Бахшалиев взял его, поцеловал и сказал:

— Хлеб для меня святыня, и клянусь вам этим святым хлебом, готов семь раз поклясться на Коране и совершить паломничество во все три наши святилища — Медину, Мекку и Кудс, или, по-вашему, Иерусалим, — азербайджанцев в Капане не убивали и азербайджанских погромов там не было. Валлах-биллах, это ложь. Говорят, в Капане было какое-то общежитие для азербайджанок, это тоже ложь. Что, в Баку есть какое-то особое общежитие для армянских девушек? Вот и в Капане ничего подобного нет и не было. Как можно верить этакой ерунде? Наши мудрецы недаром говаривали: из одного и того же цветка у пчелы получается мёд, у змеи — яд. Для нас, капанских стариков-азербайджанцев, это сущий позор, что, склоняя наше имя, в Сумгаите учинили чудовищное зверство. Говорю вам как есть, даже после сумгаитского кошмара нас никто пальцем не тронул. Поговаривают, сопляки-молокососы звонили кое-кому, стращали, угрожали. Не знаю, правда ли это, мне, к примеру, не звонили. Но это тоже было после Сумгаита. Ну а если в Капане хоть один азербайджанец пострадал — ослепни мои глаза за враньё. Не было такого, ложь это. — Бахшалиев покачал головой. — Человек изначально рождается душевно здоровым, но если не выстоит перед выпавшими ему испытаниями, подчас из-за слабоволия, может получить нравственное увечье.
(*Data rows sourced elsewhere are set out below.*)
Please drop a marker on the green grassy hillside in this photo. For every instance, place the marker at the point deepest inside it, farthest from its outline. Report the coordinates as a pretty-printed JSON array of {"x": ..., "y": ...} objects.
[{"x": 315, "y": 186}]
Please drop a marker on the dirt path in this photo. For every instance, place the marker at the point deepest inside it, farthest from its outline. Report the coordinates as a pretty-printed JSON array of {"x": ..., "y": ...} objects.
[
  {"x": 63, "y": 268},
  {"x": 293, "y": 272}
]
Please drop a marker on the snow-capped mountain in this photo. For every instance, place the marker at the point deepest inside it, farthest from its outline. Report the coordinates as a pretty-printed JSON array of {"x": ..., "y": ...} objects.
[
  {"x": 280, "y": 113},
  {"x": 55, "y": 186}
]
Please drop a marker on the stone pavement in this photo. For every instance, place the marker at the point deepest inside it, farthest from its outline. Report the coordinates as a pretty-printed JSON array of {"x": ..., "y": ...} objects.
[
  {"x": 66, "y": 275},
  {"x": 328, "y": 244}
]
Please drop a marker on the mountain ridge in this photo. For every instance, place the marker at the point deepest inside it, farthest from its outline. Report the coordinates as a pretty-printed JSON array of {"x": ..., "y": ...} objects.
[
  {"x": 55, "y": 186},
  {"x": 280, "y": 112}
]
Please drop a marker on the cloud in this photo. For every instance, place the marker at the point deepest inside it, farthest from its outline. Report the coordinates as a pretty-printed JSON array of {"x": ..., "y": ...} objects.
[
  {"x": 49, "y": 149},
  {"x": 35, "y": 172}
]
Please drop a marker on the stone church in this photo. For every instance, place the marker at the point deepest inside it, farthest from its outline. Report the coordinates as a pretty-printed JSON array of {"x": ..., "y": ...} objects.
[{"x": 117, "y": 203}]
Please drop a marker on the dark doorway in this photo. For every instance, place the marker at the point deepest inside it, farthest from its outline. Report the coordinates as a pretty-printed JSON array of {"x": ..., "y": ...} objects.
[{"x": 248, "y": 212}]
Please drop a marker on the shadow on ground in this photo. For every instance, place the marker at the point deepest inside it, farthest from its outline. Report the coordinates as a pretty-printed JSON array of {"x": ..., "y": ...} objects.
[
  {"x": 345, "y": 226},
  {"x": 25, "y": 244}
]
— Множество увечий, — уточнил Сагумян.

— Вот именно, множество увечий, — вполоборота повернувшись к Сагумяну, согласился Бахшалиев. — Между двумя народами-соседями посеяли вражду. А ведь во всём Советском Союзе ни у одного народа не было такой близости, такого родства с другим народом, как между нашими народами. У любого армянина был азербайджанец побратим, и наоборот. Жаль, бесконечно жаль, что так вышло, и бесконечно жаль, что негодяи и подлецы, натравившие нас друг на друга, как всегда, выйдут из воды сухими, напротив, усядутся в кресло повыше и потеплее. Не следовало мне этого говорить, а я всё-таки говорю и никого не боюсь, потому что совесть у меня чиста. Первый секретарь Апшеронского райкома Зограб Мамедов — из наших краёв, и у него по этой части рыльце в пушку. А ещё страшная вина за сумгаитские погромы лежит на артистах Ереванского азербайджанского театра. Это они по сценарию Оруджа Идаятова и Хыдыра Аловлы разыгрывали пострадавших капанцев, рассказывали жуткие небылицы, возбуждали народ. Будь они прокляты, злодеи! Да обрушит Аллах на их головы беды, какие они принесли другим. А сверх этого ничего не скажу.

Бахшалиев помолчал, погружённый в себя, и прибавил со слабой улыбкой на бледном лице:

— Время всё лечит, всё забывается. Пройдут долгие годы, много-много лет, армянин с азербайджанцем опять помирятся, подружатся, по-иному никак нельзя. Кровь кровью не отмывают, кровь отмывают водой. После пятого-шестого годов и после восемнадцатого-двадцатого между нами тоже собака пробежала, но время шло, и мало-помалу наступало примирение, люди, как и прежде бывало, снова селились бок о бок и жили в ладу и согласии, как жили до того, как на Кавказе объявились турки. Что до пятого года, тут не обошлось без русских, распрю затеяли с подачи Николая Второго. Кавказских армян решили проучить за то, что они протестовали против закрытия их национальных школ и захвата церковного имущества. Но в любом случае не должно было так быть. Чтобы в свободной советской стране да такое бедствие… Гром средь ясного неба.